SEBI’s tightening of SME IPO norms has elicited a range of reactions from market participants, with advocates of investor protection lauding the changes while others express concerns that the stricter rules could hinder capital raising for small and medium enterprises.
The recent amendment includes raising the minimum application size to two lots, enhancing oversight of fund utilization, and limiting the use of IPO proceeds for repaying loans to related parties. Furthermore, Draft Red Herring Prospectuses (DRHPs) will now be subject to public comments, and a higher profitability threshold has been introduced to ensure only stable SMEs access public markets.
This marks the second round of tightening SME norms, following a previous amendment in the December board meeting.

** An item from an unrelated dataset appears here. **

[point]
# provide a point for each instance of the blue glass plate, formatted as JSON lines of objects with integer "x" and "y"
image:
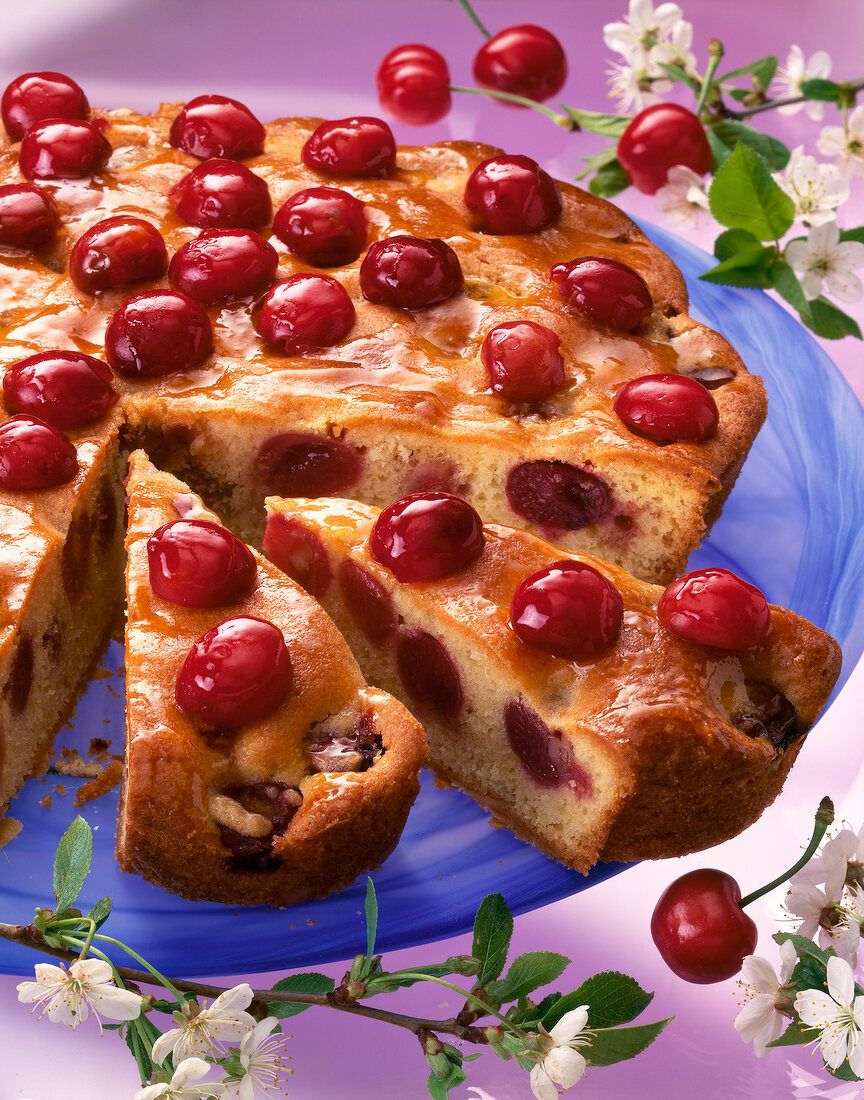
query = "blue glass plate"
{"x": 793, "y": 526}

Some view the move as a means to reduce speculative retail participation, while others worry it may exclude genuine small investors seeking exposure to SME growth stories. Makarand M. Joshi, founder partner of MMJC and Associates, noted that the increase in application size and lot requirement aims to attract only informed investors with a high-risk tolerance to SME IPOs.

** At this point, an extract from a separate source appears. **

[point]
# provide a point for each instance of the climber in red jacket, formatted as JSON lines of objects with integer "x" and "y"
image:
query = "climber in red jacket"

For firms eyeing a listing, SEBI has made fundraising more rigorous by lowering the IPO proceeds monitoring threshold from ₹100 crore to ₹50 crore, necessitating more SMEs to disclose and justify fund usage. Additionally, a cap on Offer for Sale (OFS) at 20 per cent of the issue size and a lock-in period of up to two years for excess promoter holdings could restrict liquidity for early investors.
Tarun Singh, Founder & MD at Highbrow Securities, views these reforms as crucial for creating a transparent and sustainable SME IPO ecosystem. While ensuring financially stable companies access public markets, the requirement for SMEs to demonstrate a minimum of ₹1 crore EBITDA in at least two of the last three years reduces risk for investors and enhances listing quality. However, Singh also acknowledges that the new requirements might pose challenges for smaller, high-growth firms seeking public funding.
The SME IPO platform has witnessed a surge in speculative trading, prompting concerns about governance and investor safety. With stricter disclosure and financial viability requirements in place, the quality of SME listings is expected to improve. Nevertheless, some industry players fear that the compliance burden could deter startups from going public.
Singh believes that SEBI is adopting a balanced approach by curbing excessive dilution and ensuring IPO funds are utilized effectively. However, he acknowledges that SMEs may face initial challenges adjusting to the stricter norms.
Overall, opinions on SEBI’s move remain divided, with retail investors potentially benefiting from reduced risks while SMEs navigating tougher fundraising hurdles.